To many, the word globalisation means nothing, maybe an invisible spider’s web linking an unstable banking system (or something of the sort). Now the debate has opened up about the EU I believe that this marks a turning point. The public have not only become enthused, but have laid the way for a time of intellectual awakening, paving the way to a more accountable and user friendly version of globalisation, or for at least a slower and more accessible version of it.
Politicians are more accountable than ever, it is remarkable to see; however this must not lead to a hamstrung political class, unable to take decisions in the interests of their electorate. Unpopularity is not always a bad thing, it leads to even more transparency and a reminder to politicians that they have to serve in the interests of all. This being said, gutting the system, allowing for institutions to be hollowed out and dissolved without first a chance to evolve should not be the consequence. Progress should be the result of this transparency, not the sullying of the political vehicles that are put in place to benefit people.
Many wouldn’t be able to describe the nuances of left and right. With this lack of understanding the centre left and centre right are under increasing pressure to be ‘less boring’. This is very dangerous, and aggression to the point of causing progressive diminution of the centre is in no way the best method for forcing change.
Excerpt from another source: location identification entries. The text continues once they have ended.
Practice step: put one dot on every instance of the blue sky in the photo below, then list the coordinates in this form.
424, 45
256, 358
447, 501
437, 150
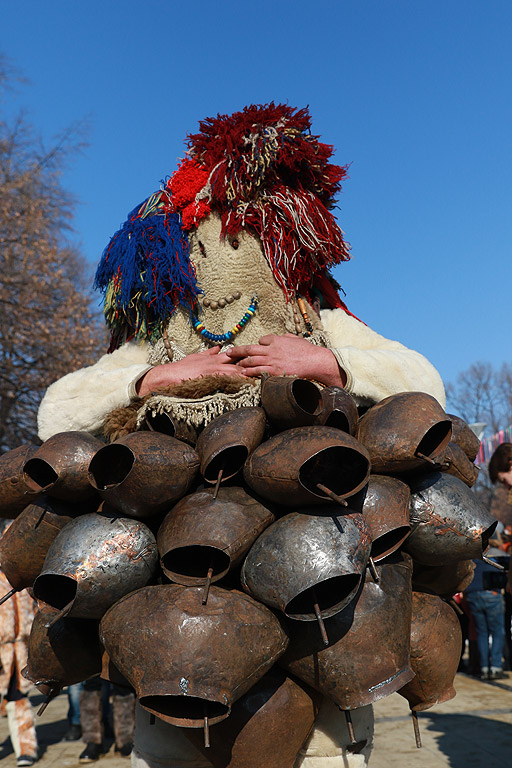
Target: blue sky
414, 94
If you take away anything at all from this, take away this next point. The new norm of centrist governments is the epitome of the lessons learnt from a 20th century rife with war, the bland consequence of human struggle. These governments at the heart of the EU cannot sustain excessive derision without wider extreme political consequences, however unsavory or dull they may be.
Trying to take the unselfish view of things is always the hardest, but history tells us it is by far the most beneficial. You do not have to be religious to believe that good will and a kind hand extended on a personal and a national level is a good thing and most welcome to the people receiving it. The Eastern Bloc; so many people cut off for so long, not allowed to share or participate in a changing world. The EU allowed for integration and a new beginning for countries that had been left behind, yet again certainly no abstract concept. This is one that the younger generation in the western European countries have little knowledge of, but I can tell feel the historical significance of. The people of these countries should not be punished for the tyranny of their forefathers, and they should not cease to feel the benefits of integration now the the job has been ‘perceived' to be done. This goes for all European countries, ones with struggles long since fought and ones with ongoing difficulties. The example that we set as a nation is a huge one as many countries are moving to the right, meaning that more populist and radical governments will be given an opportunity to use our so called ’Brexit’ as a bargaining chip with the EU, potentially diminishing well established rights and opening up a back door to policies driven by anger, egged on by people with no regard for safety and stability of other nations i.e you and I.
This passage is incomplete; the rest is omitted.